Query information access within a plugin


(cedric) #1

Hi,

we've been using ElasticSearch for approximately 2 years. We've developed a plugin that computes a custom similarity between a query and some documents. We use the plugin in order to quickly find duplicate records in our database. Our plugin is a custom script extending the AbstractSearchScript class.

We are in the process of migrating to ElasticSearch 5.x (we are currently using 1.4).
However, we've encountered a problem - we are currently using the SearchContext.current() method to access the query information, in particular we need to access analyzed fields.
This method seems to have been removed.

Is there another way to access the query information within a plugin?


(Simon Willnauer) #2

there is no way to access the search context in a script at this point. It's also not recommended to do what you did here since you don't know at what point you are accessing the search context and the query might change after the fact ie. if it's rewrittten or stuff like this.
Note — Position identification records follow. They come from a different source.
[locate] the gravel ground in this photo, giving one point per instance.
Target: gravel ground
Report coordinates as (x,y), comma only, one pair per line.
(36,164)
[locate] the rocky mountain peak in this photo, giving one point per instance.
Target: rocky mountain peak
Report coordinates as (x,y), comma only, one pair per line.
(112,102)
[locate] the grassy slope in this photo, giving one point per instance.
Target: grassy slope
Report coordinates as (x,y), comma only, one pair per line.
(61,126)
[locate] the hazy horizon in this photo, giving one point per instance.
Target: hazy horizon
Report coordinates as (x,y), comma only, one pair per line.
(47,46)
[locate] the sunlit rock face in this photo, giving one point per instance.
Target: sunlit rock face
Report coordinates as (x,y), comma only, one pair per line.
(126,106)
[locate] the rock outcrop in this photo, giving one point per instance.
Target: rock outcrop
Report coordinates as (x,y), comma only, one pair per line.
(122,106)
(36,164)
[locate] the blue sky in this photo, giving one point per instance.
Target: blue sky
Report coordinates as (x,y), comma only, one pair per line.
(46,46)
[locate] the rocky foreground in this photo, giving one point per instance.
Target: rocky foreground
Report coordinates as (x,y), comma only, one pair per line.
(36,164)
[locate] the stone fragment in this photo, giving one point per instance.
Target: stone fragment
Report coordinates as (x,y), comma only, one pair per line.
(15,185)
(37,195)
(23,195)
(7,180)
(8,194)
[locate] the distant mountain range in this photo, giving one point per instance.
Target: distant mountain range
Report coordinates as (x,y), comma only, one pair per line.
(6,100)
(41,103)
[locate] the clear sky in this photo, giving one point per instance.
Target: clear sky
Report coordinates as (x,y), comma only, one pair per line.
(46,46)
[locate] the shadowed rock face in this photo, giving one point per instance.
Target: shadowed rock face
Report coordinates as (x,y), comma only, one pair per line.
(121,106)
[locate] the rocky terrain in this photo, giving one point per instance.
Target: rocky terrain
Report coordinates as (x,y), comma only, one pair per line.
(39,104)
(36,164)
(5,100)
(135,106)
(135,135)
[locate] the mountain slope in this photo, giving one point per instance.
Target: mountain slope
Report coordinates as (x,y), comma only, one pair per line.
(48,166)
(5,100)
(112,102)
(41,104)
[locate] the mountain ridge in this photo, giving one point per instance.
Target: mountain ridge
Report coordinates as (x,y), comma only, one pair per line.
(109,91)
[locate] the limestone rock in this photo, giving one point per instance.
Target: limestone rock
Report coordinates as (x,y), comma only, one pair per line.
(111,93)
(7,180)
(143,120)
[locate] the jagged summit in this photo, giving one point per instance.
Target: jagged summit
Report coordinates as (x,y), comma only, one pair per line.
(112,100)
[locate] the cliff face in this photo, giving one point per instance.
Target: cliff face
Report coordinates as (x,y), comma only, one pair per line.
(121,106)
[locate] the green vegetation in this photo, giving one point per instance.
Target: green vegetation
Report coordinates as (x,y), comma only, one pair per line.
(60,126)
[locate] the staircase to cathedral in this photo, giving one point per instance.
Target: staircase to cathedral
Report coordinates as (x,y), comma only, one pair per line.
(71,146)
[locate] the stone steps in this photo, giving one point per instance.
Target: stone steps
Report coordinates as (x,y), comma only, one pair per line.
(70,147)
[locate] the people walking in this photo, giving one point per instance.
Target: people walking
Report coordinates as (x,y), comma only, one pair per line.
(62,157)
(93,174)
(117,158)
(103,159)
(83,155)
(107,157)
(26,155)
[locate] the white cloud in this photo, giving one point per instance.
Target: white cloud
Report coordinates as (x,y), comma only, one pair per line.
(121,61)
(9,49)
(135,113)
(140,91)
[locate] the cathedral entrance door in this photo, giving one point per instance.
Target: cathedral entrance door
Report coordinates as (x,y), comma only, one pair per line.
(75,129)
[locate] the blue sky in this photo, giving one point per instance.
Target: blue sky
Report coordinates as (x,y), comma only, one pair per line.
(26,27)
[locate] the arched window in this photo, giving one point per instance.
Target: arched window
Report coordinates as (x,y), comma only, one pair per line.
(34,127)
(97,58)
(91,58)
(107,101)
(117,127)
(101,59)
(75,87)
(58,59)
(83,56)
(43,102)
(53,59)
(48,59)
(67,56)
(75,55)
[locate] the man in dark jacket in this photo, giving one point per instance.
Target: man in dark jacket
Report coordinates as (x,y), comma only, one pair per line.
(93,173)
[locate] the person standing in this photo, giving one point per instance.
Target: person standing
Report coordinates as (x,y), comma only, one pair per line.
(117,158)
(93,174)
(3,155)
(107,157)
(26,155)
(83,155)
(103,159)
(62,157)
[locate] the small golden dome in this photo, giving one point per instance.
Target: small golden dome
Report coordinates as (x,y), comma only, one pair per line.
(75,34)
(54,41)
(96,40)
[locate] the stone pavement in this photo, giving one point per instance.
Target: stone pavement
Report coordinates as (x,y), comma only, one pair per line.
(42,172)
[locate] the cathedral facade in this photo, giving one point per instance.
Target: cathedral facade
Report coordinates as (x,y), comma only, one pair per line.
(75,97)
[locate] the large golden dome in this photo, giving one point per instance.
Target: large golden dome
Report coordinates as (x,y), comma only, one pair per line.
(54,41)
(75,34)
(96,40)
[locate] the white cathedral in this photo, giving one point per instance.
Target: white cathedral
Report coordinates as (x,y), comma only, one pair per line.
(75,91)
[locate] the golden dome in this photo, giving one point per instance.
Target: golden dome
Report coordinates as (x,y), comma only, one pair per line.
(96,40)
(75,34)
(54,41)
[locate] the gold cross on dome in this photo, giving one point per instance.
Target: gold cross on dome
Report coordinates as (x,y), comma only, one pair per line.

I don't exactly know what you are doing but I think the easiest would be to build your own query that executes your script and has the query that is calculates the similarity for as scorer and holds the query as a subquery? I mean I am just guessing how stuff works on your end... maybe you can share some details?


(cedric) #3

Thanks for your answer.

I'm not sure I understand the second part. If it is possible the force a custom scorer it could solve the problem, but the I don't think I can use a script in the query.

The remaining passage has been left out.